Jorge Zepeda Patterson

El expresidente Andrés Manuel López Obrador se ha caracterizado por hacer a un lado todo aquello que ensombrece, obstaculiza o contradice sus ideales. Durante años su antídoto fue infalible: tras una derrota o infamia reaccionaba con una nueva gira al México profundo para reconciliarse con la certeza de que, sin importar desengaños o contratiempos, lo más importante era hacer algo para remediar la pobreza y la injusticia.

Me pregunto cómo estará de ánimo ahora que se ha “exiliado” en su rancho de Palenque. Particularmente ahora que han surgido escándalos entre su círculo personal.

Cómo afrontar que su propia familia esté protagonizando situaciones que traicionan los valores que sostiene el movimiento que él fundó. No es que exista un delito, ni mucho menos, en los actos de sus hijos o de su esposa. Se trata simplemente de que no han estado a la altura de la responsabilidad política e histórica que les tocó vivir.

Es decepcionante, sí, que Beatriz Gutiérrez Muller haya emprendido el mismo camino seguido por Felipe Calderón y Enrique Peña Nieto, y solicitado residencia para vivir en Madrid y obtener la ciudadanía.

Particularmente porque ella fue la más dura del círculo presidencial en contra de España, cuando se exigieron disculpas de parte de la Corona y se pusieron en pausa las relaciones con este país.

No entraré en la discusión sobre la conveniencia o no de esta exigencia del perdón, porque merecería un texto aparte, pero un mínimo de congruencia obligaría a abstenerse, apenas seis meses de haber dejado Palacio Nacional, de esa urgencia de convertirse en vasalla de la corona pidiendo la ciudadanía española.

López Obrador ha sido respetuoso de la decisión, pero no debe ser cómodo asumir que esposa e hijo hayan preferido dejar atrás a su querido México y convertirse en súbditos del otrora colonizador al que tanto se criticó.

Algo similar pasa con Andrés López Beltrán, Andy, el único de sus hijos que ha preferido dedicarse a la política. Y si bien se le atribuyen cualidades para el trabajo de organización y una larga experiencia, no parece haber heredado la sustancia política de su padre.

No hay un universo paralelo en el cual pueda imaginarse a López Obrador saliendo de una tienda Prada, ni siquiera por curiosidad antropológica.

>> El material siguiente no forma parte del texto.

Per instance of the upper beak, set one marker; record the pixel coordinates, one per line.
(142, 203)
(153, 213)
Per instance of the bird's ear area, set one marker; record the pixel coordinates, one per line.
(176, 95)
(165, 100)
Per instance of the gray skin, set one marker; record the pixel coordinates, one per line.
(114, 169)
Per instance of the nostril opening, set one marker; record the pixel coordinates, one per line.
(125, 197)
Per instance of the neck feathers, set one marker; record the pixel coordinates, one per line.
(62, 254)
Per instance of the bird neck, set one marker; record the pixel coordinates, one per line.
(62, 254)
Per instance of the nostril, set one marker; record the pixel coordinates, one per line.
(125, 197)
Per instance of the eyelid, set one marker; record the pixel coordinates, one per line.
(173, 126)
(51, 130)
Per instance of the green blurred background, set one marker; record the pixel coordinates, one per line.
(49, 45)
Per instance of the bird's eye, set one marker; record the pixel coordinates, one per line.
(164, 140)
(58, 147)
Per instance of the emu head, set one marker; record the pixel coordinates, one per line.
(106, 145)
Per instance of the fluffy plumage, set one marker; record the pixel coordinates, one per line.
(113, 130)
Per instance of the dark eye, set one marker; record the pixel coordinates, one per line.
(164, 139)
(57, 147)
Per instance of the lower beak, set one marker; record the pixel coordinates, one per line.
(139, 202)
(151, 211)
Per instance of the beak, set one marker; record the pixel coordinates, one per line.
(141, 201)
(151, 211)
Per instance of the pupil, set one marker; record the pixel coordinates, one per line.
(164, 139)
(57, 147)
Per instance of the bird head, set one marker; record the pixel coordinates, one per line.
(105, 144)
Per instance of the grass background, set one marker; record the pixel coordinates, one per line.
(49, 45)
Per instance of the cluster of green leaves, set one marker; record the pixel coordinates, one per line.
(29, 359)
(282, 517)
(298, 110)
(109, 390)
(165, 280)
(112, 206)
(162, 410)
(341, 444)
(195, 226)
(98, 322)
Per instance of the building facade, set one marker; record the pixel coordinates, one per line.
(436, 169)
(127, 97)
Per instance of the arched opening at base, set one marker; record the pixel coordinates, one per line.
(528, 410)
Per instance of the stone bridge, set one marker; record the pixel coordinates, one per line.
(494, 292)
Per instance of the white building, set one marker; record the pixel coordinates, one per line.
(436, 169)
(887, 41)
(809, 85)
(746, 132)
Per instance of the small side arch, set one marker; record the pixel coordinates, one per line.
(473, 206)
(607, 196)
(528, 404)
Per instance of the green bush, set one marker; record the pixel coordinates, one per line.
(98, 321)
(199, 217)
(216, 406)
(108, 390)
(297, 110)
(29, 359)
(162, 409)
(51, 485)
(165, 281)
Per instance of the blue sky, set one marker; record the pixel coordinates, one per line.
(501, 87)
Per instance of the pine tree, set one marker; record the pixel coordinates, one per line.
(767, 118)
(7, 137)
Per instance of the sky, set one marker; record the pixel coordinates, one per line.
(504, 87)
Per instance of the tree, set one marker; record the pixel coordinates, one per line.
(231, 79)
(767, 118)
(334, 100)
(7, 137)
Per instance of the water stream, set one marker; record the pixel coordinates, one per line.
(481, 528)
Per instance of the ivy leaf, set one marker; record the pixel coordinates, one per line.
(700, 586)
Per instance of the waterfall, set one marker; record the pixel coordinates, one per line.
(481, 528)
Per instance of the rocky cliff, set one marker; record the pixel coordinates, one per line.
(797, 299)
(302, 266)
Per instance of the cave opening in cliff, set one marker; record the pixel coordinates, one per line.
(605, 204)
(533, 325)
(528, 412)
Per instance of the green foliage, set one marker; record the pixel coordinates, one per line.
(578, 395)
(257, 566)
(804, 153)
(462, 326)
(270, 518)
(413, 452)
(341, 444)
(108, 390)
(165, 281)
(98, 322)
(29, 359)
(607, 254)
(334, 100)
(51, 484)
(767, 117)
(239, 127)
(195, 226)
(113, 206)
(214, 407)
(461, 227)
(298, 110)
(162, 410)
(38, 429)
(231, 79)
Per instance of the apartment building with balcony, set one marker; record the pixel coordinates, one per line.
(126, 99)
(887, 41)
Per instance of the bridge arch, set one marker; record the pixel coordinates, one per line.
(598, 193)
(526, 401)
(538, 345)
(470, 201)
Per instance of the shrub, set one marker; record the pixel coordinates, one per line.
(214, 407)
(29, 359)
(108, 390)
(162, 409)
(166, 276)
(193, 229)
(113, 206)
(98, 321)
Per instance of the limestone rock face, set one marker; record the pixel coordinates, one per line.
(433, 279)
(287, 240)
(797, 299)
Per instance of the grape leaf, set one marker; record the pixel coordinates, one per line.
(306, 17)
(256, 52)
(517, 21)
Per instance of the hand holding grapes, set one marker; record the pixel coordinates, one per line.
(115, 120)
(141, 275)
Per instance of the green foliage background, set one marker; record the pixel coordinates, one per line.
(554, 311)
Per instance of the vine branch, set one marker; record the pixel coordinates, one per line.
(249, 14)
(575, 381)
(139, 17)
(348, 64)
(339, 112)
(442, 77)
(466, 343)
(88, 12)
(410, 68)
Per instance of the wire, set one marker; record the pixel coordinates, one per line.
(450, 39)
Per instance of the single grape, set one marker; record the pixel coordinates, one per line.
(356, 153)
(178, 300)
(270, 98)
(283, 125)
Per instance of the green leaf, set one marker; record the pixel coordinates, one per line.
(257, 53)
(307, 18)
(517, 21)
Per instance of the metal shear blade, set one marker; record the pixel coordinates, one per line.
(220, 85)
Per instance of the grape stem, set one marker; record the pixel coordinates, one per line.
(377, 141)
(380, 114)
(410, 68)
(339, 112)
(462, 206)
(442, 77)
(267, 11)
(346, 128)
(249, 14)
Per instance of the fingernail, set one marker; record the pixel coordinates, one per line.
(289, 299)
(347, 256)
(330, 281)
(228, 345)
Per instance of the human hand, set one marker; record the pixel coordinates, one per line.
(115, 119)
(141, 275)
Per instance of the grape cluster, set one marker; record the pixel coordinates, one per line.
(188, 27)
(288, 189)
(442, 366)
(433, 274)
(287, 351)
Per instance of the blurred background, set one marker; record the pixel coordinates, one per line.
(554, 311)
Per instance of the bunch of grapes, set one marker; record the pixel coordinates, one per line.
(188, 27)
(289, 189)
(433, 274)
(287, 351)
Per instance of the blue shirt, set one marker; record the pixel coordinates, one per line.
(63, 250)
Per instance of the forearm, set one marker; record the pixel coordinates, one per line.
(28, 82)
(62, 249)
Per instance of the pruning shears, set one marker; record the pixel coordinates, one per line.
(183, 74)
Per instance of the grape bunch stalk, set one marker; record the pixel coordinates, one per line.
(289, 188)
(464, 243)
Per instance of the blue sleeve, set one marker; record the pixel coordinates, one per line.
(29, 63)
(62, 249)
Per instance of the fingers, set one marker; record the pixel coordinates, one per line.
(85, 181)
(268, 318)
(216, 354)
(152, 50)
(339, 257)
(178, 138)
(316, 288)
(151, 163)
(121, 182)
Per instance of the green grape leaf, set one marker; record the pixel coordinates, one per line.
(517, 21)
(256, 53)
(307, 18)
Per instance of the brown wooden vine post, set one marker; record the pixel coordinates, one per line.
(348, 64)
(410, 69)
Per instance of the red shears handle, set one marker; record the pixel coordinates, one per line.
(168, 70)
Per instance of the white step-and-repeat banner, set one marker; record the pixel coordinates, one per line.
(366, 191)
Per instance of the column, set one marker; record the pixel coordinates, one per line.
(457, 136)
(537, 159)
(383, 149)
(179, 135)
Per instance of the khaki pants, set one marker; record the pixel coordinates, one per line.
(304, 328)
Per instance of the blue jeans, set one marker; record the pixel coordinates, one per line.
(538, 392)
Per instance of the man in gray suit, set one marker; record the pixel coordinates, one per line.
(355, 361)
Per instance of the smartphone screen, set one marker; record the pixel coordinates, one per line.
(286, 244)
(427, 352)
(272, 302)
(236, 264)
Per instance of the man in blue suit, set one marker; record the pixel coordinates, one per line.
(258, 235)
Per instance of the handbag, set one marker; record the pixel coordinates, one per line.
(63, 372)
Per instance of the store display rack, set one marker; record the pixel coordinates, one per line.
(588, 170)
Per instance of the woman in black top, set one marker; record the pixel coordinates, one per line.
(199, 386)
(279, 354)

Y no se trata de un simple descuido, sino de algo mucho más revelador, sea o no cierto que una persona le acompañaba cargando las compras.

El mero deseo de entrar en ella muestra que no entendió nada. Lo exhibe en su carta de justificación: no es cierto que la habitación costara 12 mil o 15 mil pesos como se decía en las notas periodísticas, el precio solo era de 7, 500 pesos por noche, afirma el joven.

No parece darse cuenta de que es casi el salario mínimo mensual que perciben millones de trabajadores, particularmente en el sector informal, un sector social que representa Morena.

Su defensa, la necesidad de un merecido descanso luego de un trabajo extenuante, es una confesión involuntaria de la ausencia de convicciones obradoristas.

Como si dijese “estoy de vacaciones, no tengo que representar los ideales del movimiento, puedo ser yo mismo”.

Andy es responsable de la organización de Morena, el puesto número dos del movimiento obradorista, no tanto por méritos propios como por el hecho de llevar ese apellido.